Rene, I have been searching the datasheet of the LPC1768 with a fine comb.
Chapter 12 shows the ADC electrical characteristics. It show a parameter called Rvsi.
This is the actual input impedance of the ADC and is about 7.5 kOhm
In electrical terms you will get the following schematic:
Rvsi is fixed and about 7.5 kOhm.
R1 is the value of any resistor(s) between 5 volts (or 3.3 Volts) and the ADC input. The resistors in the keyboard matrix will form a variable resistance (R1) (depending on which key is pressed) and act as a voltage divider with Rvsi and will vary with the keys pressed.
If (just as an example) the keys in the matrix will add up to 3 kOhm and the supply voltage is 3.3 Volt
the voltage fed to the ADC will be 7.5/(3+7.5) = 2,36 Volt.

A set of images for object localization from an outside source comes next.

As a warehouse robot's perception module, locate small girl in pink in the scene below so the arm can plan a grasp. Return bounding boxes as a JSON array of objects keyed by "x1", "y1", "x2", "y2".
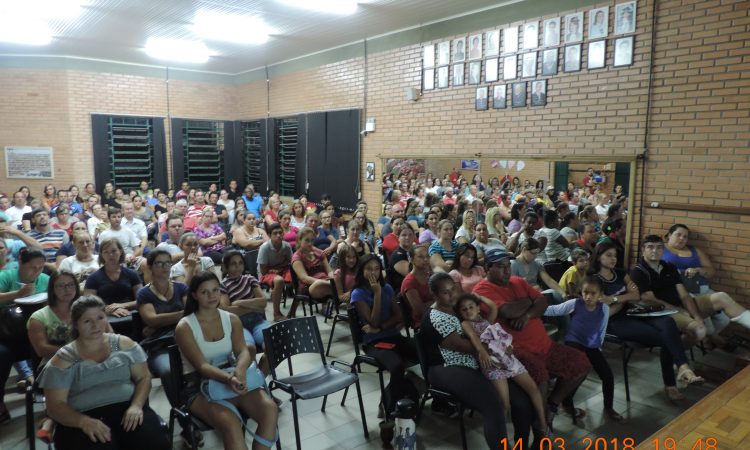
[{"x1": 456, "y1": 294, "x2": 547, "y2": 428}]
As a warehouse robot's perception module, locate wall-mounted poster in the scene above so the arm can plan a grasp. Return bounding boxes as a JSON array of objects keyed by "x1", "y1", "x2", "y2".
[
  {"x1": 589, "y1": 6, "x2": 609, "y2": 39},
  {"x1": 542, "y1": 48, "x2": 557, "y2": 76},
  {"x1": 615, "y1": 1, "x2": 635, "y2": 34},
  {"x1": 484, "y1": 58, "x2": 497, "y2": 83},
  {"x1": 492, "y1": 84, "x2": 505, "y2": 109},
  {"x1": 563, "y1": 44, "x2": 581, "y2": 72},
  {"x1": 523, "y1": 21, "x2": 539, "y2": 50},
  {"x1": 469, "y1": 34, "x2": 482, "y2": 59},
  {"x1": 453, "y1": 38, "x2": 466, "y2": 62},
  {"x1": 484, "y1": 30, "x2": 500, "y2": 56},
  {"x1": 422, "y1": 69, "x2": 435, "y2": 91},
  {"x1": 531, "y1": 80, "x2": 547, "y2": 106},
  {"x1": 521, "y1": 52, "x2": 536, "y2": 78},
  {"x1": 544, "y1": 17, "x2": 560, "y2": 47},
  {"x1": 453, "y1": 63, "x2": 464, "y2": 86},
  {"x1": 586, "y1": 40, "x2": 607, "y2": 69},
  {"x1": 438, "y1": 41, "x2": 451, "y2": 66},
  {"x1": 503, "y1": 55, "x2": 518, "y2": 80},
  {"x1": 503, "y1": 26, "x2": 518, "y2": 53},
  {"x1": 422, "y1": 44, "x2": 435, "y2": 67},
  {"x1": 511, "y1": 82, "x2": 526, "y2": 108},
  {"x1": 565, "y1": 12, "x2": 583, "y2": 44},
  {"x1": 614, "y1": 36, "x2": 633, "y2": 67},
  {"x1": 469, "y1": 61, "x2": 482, "y2": 84},
  {"x1": 438, "y1": 66, "x2": 448, "y2": 89},
  {"x1": 5, "y1": 146, "x2": 55, "y2": 178},
  {"x1": 474, "y1": 86, "x2": 488, "y2": 111}
]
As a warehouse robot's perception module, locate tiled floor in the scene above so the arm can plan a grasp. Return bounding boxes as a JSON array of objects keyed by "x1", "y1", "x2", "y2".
[{"x1": 0, "y1": 300, "x2": 734, "y2": 450}]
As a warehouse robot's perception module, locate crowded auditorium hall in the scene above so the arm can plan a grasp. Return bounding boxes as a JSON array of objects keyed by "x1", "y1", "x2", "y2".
[{"x1": 0, "y1": 0, "x2": 750, "y2": 450}]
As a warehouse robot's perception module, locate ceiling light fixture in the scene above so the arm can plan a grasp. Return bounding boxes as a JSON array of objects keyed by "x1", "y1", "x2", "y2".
[
  {"x1": 145, "y1": 38, "x2": 211, "y2": 63},
  {"x1": 193, "y1": 10, "x2": 275, "y2": 44},
  {"x1": 278, "y1": 0, "x2": 360, "y2": 15}
]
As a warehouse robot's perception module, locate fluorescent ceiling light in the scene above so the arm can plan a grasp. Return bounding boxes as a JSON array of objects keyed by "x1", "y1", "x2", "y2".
[
  {"x1": 278, "y1": 0, "x2": 359, "y2": 15},
  {"x1": 193, "y1": 10, "x2": 275, "y2": 44},
  {"x1": 146, "y1": 38, "x2": 211, "y2": 63}
]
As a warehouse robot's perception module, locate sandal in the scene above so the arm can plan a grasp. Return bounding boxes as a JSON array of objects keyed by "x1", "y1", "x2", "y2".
[
  {"x1": 677, "y1": 368, "x2": 706, "y2": 386},
  {"x1": 604, "y1": 408, "x2": 625, "y2": 423}
]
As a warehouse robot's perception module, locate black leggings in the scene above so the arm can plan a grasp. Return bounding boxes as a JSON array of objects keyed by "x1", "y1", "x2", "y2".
[
  {"x1": 607, "y1": 313, "x2": 688, "y2": 386},
  {"x1": 565, "y1": 342, "x2": 615, "y2": 409},
  {"x1": 429, "y1": 366, "x2": 536, "y2": 449},
  {"x1": 55, "y1": 401, "x2": 170, "y2": 450},
  {"x1": 365, "y1": 335, "x2": 417, "y2": 414}
]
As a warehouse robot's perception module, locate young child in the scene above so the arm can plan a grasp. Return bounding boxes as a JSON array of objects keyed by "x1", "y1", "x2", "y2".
[
  {"x1": 456, "y1": 294, "x2": 547, "y2": 427},
  {"x1": 544, "y1": 275, "x2": 625, "y2": 423},
  {"x1": 560, "y1": 248, "x2": 589, "y2": 298}
]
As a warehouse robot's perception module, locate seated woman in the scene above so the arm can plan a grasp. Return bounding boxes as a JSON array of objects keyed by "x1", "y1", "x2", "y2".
[
  {"x1": 0, "y1": 248, "x2": 49, "y2": 424},
  {"x1": 351, "y1": 255, "x2": 417, "y2": 414},
  {"x1": 428, "y1": 219, "x2": 458, "y2": 272},
  {"x1": 288, "y1": 227, "x2": 333, "y2": 318},
  {"x1": 221, "y1": 250, "x2": 271, "y2": 350},
  {"x1": 193, "y1": 206, "x2": 227, "y2": 264},
  {"x1": 39, "y1": 295, "x2": 170, "y2": 450},
  {"x1": 136, "y1": 248, "x2": 187, "y2": 384},
  {"x1": 232, "y1": 212, "x2": 268, "y2": 250},
  {"x1": 401, "y1": 245, "x2": 434, "y2": 329},
  {"x1": 83, "y1": 238, "x2": 143, "y2": 320},
  {"x1": 448, "y1": 244, "x2": 485, "y2": 294},
  {"x1": 590, "y1": 242, "x2": 703, "y2": 400},
  {"x1": 420, "y1": 273, "x2": 539, "y2": 449},
  {"x1": 175, "y1": 272, "x2": 279, "y2": 450}
]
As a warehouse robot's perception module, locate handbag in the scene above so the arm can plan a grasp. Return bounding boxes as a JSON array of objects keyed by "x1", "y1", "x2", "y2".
[{"x1": 201, "y1": 362, "x2": 266, "y2": 402}]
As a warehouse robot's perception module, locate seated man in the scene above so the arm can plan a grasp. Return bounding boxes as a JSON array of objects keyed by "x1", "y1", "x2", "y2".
[
  {"x1": 630, "y1": 234, "x2": 750, "y2": 342},
  {"x1": 473, "y1": 249, "x2": 591, "y2": 425}
]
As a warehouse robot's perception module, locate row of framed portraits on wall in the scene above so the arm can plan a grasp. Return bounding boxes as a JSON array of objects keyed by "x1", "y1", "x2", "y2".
[
  {"x1": 474, "y1": 80, "x2": 547, "y2": 111},
  {"x1": 422, "y1": 36, "x2": 635, "y2": 91},
  {"x1": 422, "y1": 0, "x2": 636, "y2": 68}
]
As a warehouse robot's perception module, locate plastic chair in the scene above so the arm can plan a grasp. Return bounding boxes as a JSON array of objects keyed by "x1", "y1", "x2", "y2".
[
  {"x1": 414, "y1": 331, "x2": 468, "y2": 450},
  {"x1": 263, "y1": 317, "x2": 370, "y2": 449}
]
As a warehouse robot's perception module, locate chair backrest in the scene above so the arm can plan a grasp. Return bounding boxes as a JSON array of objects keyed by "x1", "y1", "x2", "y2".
[
  {"x1": 164, "y1": 344, "x2": 185, "y2": 408},
  {"x1": 263, "y1": 316, "x2": 326, "y2": 378}
]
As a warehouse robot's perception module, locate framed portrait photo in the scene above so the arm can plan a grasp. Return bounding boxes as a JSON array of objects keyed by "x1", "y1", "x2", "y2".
[
  {"x1": 492, "y1": 84, "x2": 506, "y2": 109},
  {"x1": 469, "y1": 34, "x2": 482, "y2": 59},
  {"x1": 589, "y1": 6, "x2": 609, "y2": 39},
  {"x1": 422, "y1": 44, "x2": 435, "y2": 67},
  {"x1": 523, "y1": 21, "x2": 539, "y2": 50},
  {"x1": 503, "y1": 55, "x2": 518, "y2": 80},
  {"x1": 474, "y1": 86, "x2": 489, "y2": 111},
  {"x1": 484, "y1": 30, "x2": 500, "y2": 56},
  {"x1": 469, "y1": 61, "x2": 482, "y2": 84},
  {"x1": 453, "y1": 63, "x2": 464, "y2": 86},
  {"x1": 511, "y1": 82, "x2": 526, "y2": 108},
  {"x1": 563, "y1": 44, "x2": 581, "y2": 72},
  {"x1": 422, "y1": 69, "x2": 435, "y2": 91},
  {"x1": 503, "y1": 25, "x2": 518, "y2": 54},
  {"x1": 586, "y1": 40, "x2": 607, "y2": 69},
  {"x1": 521, "y1": 52, "x2": 536, "y2": 78},
  {"x1": 438, "y1": 66, "x2": 448, "y2": 89},
  {"x1": 564, "y1": 12, "x2": 583, "y2": 44},
  {"x1": 542, "y1": 48, "x2": 557, "y2": 76},
  {"x1": 544, "y1": 17, "x2": 560, "y2": 47},
  {"x1": 438, "y1": 41, "x2": 451, "y2": 66},
  {"x1": 614, "y1": 36, "x2": 633, "y2": 67},
  {"x1": 484, "y1": 58, "x2": 498, "y2": 83},
  {"x1": 615, "y1": 1, "x2": 635, "y2": 34},
  {"x1": 531, "y1": 80, "x2": 547, "y2": 106},
  {"x1": 452, "y1": 38, "x2": 466, "y2": 62}
]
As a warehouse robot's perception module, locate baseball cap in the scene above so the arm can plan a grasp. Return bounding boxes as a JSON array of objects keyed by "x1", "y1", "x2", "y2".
[{"x1": 484, "y1": 248, "x2": 515, "y2": 264}]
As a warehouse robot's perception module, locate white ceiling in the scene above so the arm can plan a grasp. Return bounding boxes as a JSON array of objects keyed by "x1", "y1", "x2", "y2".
[{"x1": 0, "y1": 0, "x2": 520, "y2": 74}]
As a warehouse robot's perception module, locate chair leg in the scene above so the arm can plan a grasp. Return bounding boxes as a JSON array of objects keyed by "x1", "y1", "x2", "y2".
[{"x1": 354, "y1": 377, "x2": 370, "y2": 439}]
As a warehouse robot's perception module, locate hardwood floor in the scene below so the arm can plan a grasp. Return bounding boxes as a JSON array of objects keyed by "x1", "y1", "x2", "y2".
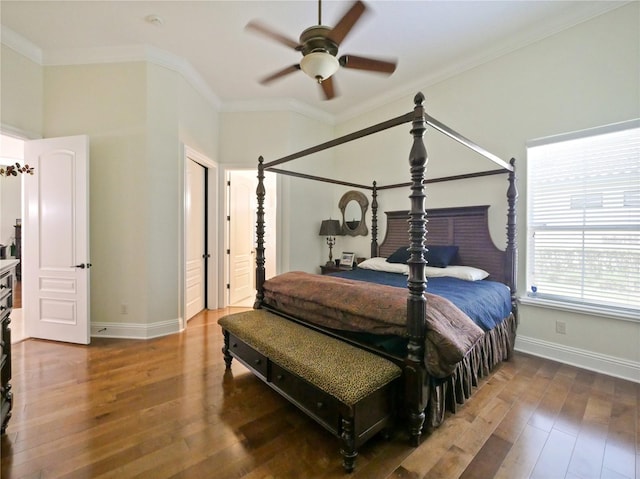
[{"x1": 2, "y1": 309, "x2": 640, "y2": 479}]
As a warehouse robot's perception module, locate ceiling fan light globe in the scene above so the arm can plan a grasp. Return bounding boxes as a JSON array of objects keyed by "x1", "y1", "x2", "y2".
[{"x1": 300, "y1": 52, "x2": 340, "y2": 83}]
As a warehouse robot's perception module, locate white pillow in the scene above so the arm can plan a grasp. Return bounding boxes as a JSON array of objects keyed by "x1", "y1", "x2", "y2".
[
  {"x1": 358, "y1": 258, "x2": 409, "y2": 274},
  {"x1": 424, "y1": 266, "x2": 489, "y2": 281}
]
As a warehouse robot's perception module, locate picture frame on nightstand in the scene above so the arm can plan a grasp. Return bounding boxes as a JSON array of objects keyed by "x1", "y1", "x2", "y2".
[{"x1": 340, "y1": 252, "x2": 356, "y2": 269}]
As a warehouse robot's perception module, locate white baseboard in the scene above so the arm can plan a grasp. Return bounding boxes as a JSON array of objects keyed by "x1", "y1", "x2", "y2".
[
  {"x1": 91, "y1": 318, "x2": 182, "y2": 339},
  {"x1": 515, "y1": 336, "x2": 640, "y2": 383}
]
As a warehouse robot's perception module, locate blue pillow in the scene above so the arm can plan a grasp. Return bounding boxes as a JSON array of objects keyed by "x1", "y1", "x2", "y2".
[
  {"x1": 387, "y1": 245, "x2": 458, "y2": 268},
  {"x1": 387, "y1": 246, "x2": 411, "y2": 264}
]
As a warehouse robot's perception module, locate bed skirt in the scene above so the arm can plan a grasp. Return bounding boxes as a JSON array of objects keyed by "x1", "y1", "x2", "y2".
[{"x1": 424, "y1": 314, "x2": 517, "y2": 431}]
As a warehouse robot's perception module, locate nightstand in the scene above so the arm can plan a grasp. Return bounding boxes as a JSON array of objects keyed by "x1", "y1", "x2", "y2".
[{"x1": 320, "y1": 265, "x2": 351, "y2": 274}]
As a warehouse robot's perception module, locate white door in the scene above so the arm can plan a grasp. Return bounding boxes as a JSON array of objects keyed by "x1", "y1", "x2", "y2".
[
  {"x1": 229, "y1": 171, "x2": 257, "y2": 305},
  {"x1": 22, "y1": 135, "x2": 91, "y2": 344},
  {"x1": 185, "y1": 160, "x2": 206, "y2": 319}
]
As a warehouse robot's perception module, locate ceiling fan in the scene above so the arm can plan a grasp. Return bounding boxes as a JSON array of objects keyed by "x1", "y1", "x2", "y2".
[{"x1": 246, "y1": 0, "x2": 396, "y2": 100}]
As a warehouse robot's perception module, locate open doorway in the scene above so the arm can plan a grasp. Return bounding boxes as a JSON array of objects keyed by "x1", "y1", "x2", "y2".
[{"x1": 225, "y1": 170, "x2": 277, "y2": 307}]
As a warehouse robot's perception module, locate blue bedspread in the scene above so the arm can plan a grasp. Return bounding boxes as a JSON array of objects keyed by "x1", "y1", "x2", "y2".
[{"x1": 333, "y1": 268, "x2": 511, "y2": 331}]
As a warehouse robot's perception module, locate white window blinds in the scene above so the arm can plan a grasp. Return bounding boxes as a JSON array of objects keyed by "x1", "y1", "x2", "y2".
[{"x1": 527, "y1": 120, "x2": 640, "y2": 313}]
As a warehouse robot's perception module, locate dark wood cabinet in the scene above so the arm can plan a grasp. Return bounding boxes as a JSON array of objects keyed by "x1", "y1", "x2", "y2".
[
  {"x1": 0, "y1": 260, "x2": 14, "y2": 434},
  {"x1": 14, "y1": 225, "x2": 22, "y2": 281},
  {"x1": 320, "y1": 266, "x2": 346, "y2": 274}
]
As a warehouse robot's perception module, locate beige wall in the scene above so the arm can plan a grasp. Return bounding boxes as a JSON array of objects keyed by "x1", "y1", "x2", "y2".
[
  {"x1": 337, "y1": 2, "x2": 640, "y2": 381},
  {"x1": 0, "y1": 44, "x2": 44, "y2": 138},
  {"x1": 0, "y1": 2, "x2": 640, "y2": 380},
  {"x1": 39, "y1": 62, "x2": 217, "y2": 337},
  {"x1": 220, "y1": 111, "x2": 337, "y2": 272}
]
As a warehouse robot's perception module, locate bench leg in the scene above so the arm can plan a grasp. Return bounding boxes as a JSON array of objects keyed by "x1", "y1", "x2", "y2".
[
  {"x1": 222, "y1": 331, "x2": 233, "y2": 369},
  {"x1": 340, "y1": 417, "x2": 358, "y2": 472},
  {"x1": 409, "y1": 412, "x2": 425, "y2": 447}
]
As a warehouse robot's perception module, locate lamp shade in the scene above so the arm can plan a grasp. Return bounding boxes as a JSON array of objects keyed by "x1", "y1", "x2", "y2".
[
  {"x1": 319, "y1": 220, "x2": 342, "y2": 236},
  {"x1": 300, "y1": 52, "x2": 340, "y2": 83}
]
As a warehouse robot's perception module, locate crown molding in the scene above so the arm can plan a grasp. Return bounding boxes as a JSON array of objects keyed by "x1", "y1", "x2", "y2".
[
  {"x1": 220, "y1": 98, "x2": 336, "y2": 125},
  {"x1": 335, "y1": 0, "x2": 637, "y2": 123},
  {"x1": 2, "y1": 25, "x2": 222, "y2": 110},
  {"x1": 0, "y1": 25, "x2": 42, "y2": 65}
]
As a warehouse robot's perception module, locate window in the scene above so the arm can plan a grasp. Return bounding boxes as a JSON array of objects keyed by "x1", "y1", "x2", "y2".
[{"x1": 527, "y1": 120, "x2": 640, "y2": 317}]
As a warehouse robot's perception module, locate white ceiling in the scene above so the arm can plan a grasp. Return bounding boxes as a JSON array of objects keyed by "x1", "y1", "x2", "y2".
[{"x1": 0, "y1": 0, "x2": 627, "y2": 118}]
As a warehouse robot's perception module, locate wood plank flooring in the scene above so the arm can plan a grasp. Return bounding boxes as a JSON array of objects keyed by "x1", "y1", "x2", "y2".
[{"x1": 2, "y1": 309, "x2": 640, "y2": 479}]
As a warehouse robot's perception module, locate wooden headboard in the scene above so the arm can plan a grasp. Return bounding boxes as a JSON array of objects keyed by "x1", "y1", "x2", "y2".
[{"x1": 378, "y1": 205, "x2": 509, "y2": 284}]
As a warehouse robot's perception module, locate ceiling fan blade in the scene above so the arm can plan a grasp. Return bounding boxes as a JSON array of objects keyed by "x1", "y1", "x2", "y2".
[
  {"x1": 260, "y1": 64, "x2": 300, "y2": 85},
  {"x1": 320, "y1": 77, "x2": 336, "y2": 100},
  {"x1": 328, "y1": 0, "x2": 367, "y2": 45},
  {"x1": 244, "y1": 20, "x2": 302, "y2": 50},
  {"x1": 338, "y1": 55, "x2": 396, "y2": 75}
]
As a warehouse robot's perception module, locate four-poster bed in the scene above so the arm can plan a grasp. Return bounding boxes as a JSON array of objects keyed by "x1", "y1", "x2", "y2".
[{"x1": 221, "y1": 93, "x2": 517, "y2": 470}]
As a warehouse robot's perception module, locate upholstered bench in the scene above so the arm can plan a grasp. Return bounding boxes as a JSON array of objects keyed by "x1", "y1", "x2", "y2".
[{"x1": 218, "y1": 309, "x2": 402, "y2": 472}]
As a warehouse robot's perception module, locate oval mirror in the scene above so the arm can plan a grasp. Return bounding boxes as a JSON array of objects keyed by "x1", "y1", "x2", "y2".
[{"x1": 338, "y1": 191, "x2": 369, "y2": 236}]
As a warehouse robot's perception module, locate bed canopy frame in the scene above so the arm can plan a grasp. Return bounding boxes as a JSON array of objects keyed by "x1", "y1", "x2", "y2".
[{"x1": 254, "y1": 93, "x2": 518, "y2": 445}]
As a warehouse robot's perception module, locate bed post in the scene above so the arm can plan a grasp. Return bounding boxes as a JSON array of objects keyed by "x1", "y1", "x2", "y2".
[
  {"x1": 371, "y1": 181, "x2": 378, "y2": 258},
  {"x1": 405, "y1": 93, "x2": 429, "y2": 446},
  {"x1": 505, "y1": 158, "x2": 518, "y2": 318},
  {"x1": 253, "y1": 156, "x2": 266, "y2": 309}
]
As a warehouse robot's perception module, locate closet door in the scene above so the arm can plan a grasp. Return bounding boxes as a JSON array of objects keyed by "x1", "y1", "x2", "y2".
[{"x1": 185, "y1": 160, "x2": 207, "y2": 320}]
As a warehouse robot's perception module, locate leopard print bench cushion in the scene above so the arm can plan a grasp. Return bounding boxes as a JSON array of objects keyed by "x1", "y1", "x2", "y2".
[{"x1": 218, "y1": 309, "x2": 401, "y2": 406}]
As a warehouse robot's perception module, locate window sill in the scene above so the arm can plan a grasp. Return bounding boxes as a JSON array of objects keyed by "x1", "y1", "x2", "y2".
[{"x1": 518, "y1": 296, "x2": 640, "y2": 323}]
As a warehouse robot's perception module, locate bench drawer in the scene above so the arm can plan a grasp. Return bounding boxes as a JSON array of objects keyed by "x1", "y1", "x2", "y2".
[
  {"x1": 229, "y1": 334, "x2": 268, "y2": 379},
  {"x1": 269, "y1": 363, "x2": 346, "y2": 436}
]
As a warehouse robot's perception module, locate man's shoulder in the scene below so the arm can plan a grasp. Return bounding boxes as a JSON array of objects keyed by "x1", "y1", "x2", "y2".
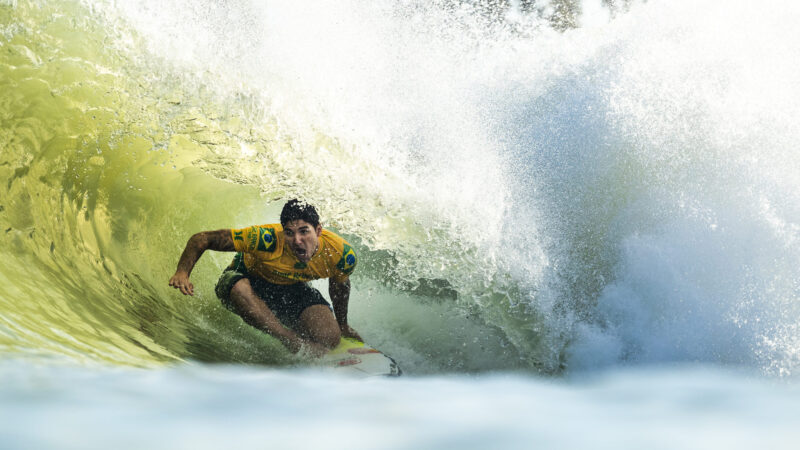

It means that you will have to drive this input with a voltage source of at least a factor 10 smaller, meaning a 750 Ohm. That will almost force you to use an OpAmp to buffer the voltages from the keyboard, or use a capacitor at the ADC input pin to "buffer" the voltages. This capacitor has a low internal resistance and should be large enough to hold the voltage level and small enough to follow quick key presses.
Just try a C-value of 100 nF as a starter to see what happens...
Regards, Willem
I want to reduce the # of pins needed to detect keys presses from 4x3 and 4x4 keypads with 4 rows and 3 or 4 columns. On input K1 a 7 or 8 pin keypad is connected while on output K2 the pins are 1:GND; 2:Analog input pin with open collector; 3: Vout. The capacitor is used for debouncing and creates a R*C of about 50ms. The complete circuit fits on a 10x20mm PCB using SMDs.
What do you think about it? Is 22k resistor good enough to pull a pin up or down?